Princeton’s black community also appealed to the University administration to call for the Shockley invitation to be rescinded. In a carefully worded defense of free speech, President William Bowen *58 declined to intervene. Bowen wrote that, in his view, “neither Mr. Innis nor Mr. Shockley seems to have much in the way of professional credentials when the subject to be discussed is genetics.” He went on to argue that free speech on college campuses is critical and “although Black Americans carry with them a particular history of victimization,” no group should have “the power to determine who may not be heard or what may not be said on this campus.” Although he might find some speakers “revolting, foolish, or just plain wrong,” Bowen felt it was important “for each of us to decide individually” what we thought about a speaker’s views. The invitation would stand.

The debate itself was anticlimactic. Roy Innis of CORE dropped out, under pressure, on the morning of the event, and world-renowned anthropologist Ashley Montagu was a last-minute substitute. Professor Montagu was witty and entertaining, although not really much of a debater. In fact, the “debate” was more a case of two speakers making their separate arguments, neither with much concern for what the other speaker had to say. The packed McCosh 10 crowd cheered loudly for Professor Montagu, but it was more as a statement against Shockley’s views than in favor of any particular arguments from the anthropologist.

Outside of McCosh 10, several hundred students – both black and white – chanted and carried signs to protest the debate. The protests were respectful, and no one was prevented from entering the building or from speaking. Terry Robinson ’76, a former president of our class, stood during the debate with his back to the podium to protest the event, then walked out silently when the debate was concluded.

Virtually all of the students in attendance thought Shockley was wrong when they entered McCosh 10, and virtually all felt the same way when they left. The debate did focus attention throughout the campus on the issue, and increased intellectual engagement with the policy implications of genetic profiling. The respectful protests led by the campus’ black community reinforced that protesters also deserve free speech, and that they strengthen their own cause when they protest without disrupting others.

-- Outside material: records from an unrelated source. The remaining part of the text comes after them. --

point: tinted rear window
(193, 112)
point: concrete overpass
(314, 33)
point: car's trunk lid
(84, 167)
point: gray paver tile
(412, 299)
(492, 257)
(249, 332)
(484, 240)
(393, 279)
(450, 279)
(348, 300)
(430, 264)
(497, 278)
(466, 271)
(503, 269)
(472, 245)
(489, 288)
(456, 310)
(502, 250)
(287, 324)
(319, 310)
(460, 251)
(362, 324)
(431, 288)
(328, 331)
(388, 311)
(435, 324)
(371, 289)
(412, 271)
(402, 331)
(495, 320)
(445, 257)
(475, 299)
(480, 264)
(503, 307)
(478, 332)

That was the end of the event, as reported by the press, but there was a coda for the Whig-Clio Governing Council. After the debate, the GoCo was invited to dinner in a private room at the Nassau Inn, and I am pretty sure the dinner was paid for by Dr. Shockley. I was one of about 10 GoCo members who could not turn down a free meal at the Nassau Inn, so I went. During dinner, Dr. Shockley continued to pull out charts and graphs from his various studies, to reassert his arguments about nature vs. nurture. In a room full of liberal-minded students, he generated plenty of discussion, but convinced no one.

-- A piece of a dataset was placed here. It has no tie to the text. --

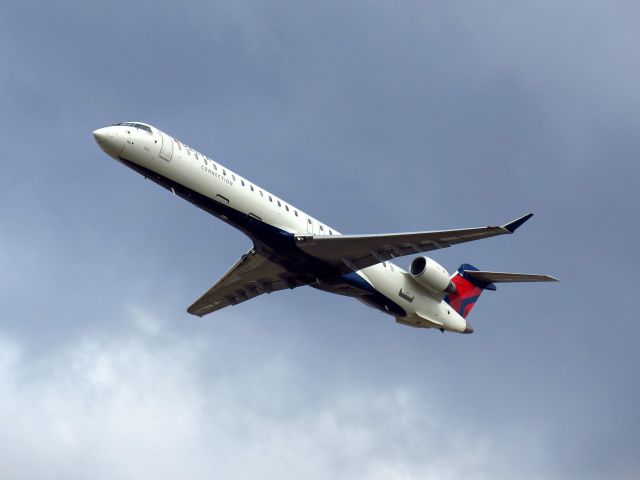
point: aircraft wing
(251, 276)
(355, 252)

When the dinner was over, most of the students headed back to campus. I and another sophomore somehow ended up walking Dr. Shockley back to his room at the inn. He invited us in, then spent an additional 45 minutes sitting on the edge of his bed, trying to persuade the two of us all over again that his data were correct and that their many implications should not be ignored. 

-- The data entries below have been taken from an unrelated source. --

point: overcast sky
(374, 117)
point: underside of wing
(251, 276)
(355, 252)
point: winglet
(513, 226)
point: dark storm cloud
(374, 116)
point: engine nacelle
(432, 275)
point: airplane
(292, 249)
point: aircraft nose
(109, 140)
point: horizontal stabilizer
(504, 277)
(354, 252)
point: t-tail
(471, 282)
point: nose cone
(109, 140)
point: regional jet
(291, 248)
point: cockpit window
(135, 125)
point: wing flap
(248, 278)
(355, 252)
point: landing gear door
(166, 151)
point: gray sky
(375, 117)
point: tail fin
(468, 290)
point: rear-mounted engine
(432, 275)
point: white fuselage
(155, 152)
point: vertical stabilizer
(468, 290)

To be honest, by the end of the 45 minutes, I felt nothing but pity for Dr. Shockley.  Here he was – a brilliant, Nobel-prize-winning physicist – and it was somehow important for him to keep trying to convince a couple of Princeton sophomores that his controversial theories were correct. As I walked back to campus, I could only feel sorry for him.

Josh Libresco ’76 p’17 p’19 works for the OSR Group, an international marketing research company. He lives in San Rafael, Calif., just north of San Francisco.